The traditional model is for the “local” VAR to find prospects, help them analyze their needs and hopefully, acquire them as customers. They purchase the software license from the software vendor (e.g., Abila) and resell it to the customer, along with the added-value of professional services for implementation and training. In the last few years, the role of the VAR has diminished, along with the term, as software vendors prefer euphemisms such as “Business Partner.”
So, what’s going on? Here are the main factors:
- There is a movement toward “cloud-based” business applications and away from in-house servers and IT infrastructure. This dynamic, driven by economics, is irreversible, so accept it.
- As part of the movement to the “cloud,” software is increasingly sold as a monthly subscription hosted by the vendor. As a VAR, it takes a pile of monthly subscription fee commissions to add up to what used to be earned on a traditional frontend perpetual license sale.

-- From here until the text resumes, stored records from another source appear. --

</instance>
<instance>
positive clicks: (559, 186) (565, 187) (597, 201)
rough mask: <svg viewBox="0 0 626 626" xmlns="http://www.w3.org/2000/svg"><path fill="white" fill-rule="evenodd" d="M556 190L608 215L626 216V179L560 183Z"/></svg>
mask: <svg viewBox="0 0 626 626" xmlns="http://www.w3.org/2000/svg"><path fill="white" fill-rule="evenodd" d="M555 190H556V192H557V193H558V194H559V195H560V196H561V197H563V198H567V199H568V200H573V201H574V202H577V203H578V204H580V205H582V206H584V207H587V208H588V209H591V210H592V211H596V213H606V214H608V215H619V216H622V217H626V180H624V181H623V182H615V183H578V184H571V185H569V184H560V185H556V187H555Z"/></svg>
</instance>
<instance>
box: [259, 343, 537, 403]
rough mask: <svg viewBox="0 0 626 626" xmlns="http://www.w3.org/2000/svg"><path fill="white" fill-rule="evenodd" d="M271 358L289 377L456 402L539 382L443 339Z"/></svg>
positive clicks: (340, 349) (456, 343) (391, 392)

- Software vendors are using sophisticated marketing strategies and tools to appeal directly to prospects, allowing the vendor to “cherry pick” the best leads and close them directly. It is not unusual to discover while pursuing a local sales opportunity that you are competing against the software vendor.
- All of the marketing and sales activities often take place virtually without a face-to-face meeting between seller and buyer. This even extends to the implementation process, traditionally the domain of the VAR. More and more, when led by the vendor, the implementation is a one-size-fits-all process that may get the customer “live” on the software but left with the question, “Is that all there is?”

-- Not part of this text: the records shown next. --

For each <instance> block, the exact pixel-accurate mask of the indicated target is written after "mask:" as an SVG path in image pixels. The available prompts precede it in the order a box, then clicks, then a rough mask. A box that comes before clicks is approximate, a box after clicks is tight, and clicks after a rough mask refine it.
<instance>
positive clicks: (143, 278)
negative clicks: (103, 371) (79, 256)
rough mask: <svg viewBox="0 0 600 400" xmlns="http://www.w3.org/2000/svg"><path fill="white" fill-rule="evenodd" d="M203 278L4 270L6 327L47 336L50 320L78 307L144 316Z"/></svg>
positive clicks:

So, back to the main question: Is the software VAR dead? My conclusion is NO but ailing, and the patient will not survive unless we VARs change the business model. To a greater extent, NFP Partners has accomplished this by providing professional accounting services to nonprofit organizations in addition to accounting software sales and related implementation and supporting services. Some of our more successful engagements combine Abila MIP and accounting services, a great solution for smaller nonprofits with more complex reporting requirements but with limited financial resources for a full-time in-house staff.
We believe the role of the VAR as a trusted source of in-depth technical and accounting expertise is still solid. Each software implementation presents a unique challenge. Understanding the customer’s requirements and devising the right solution for the customer at the beginning leads to a successful implementation and a solid ongoing professional relationship.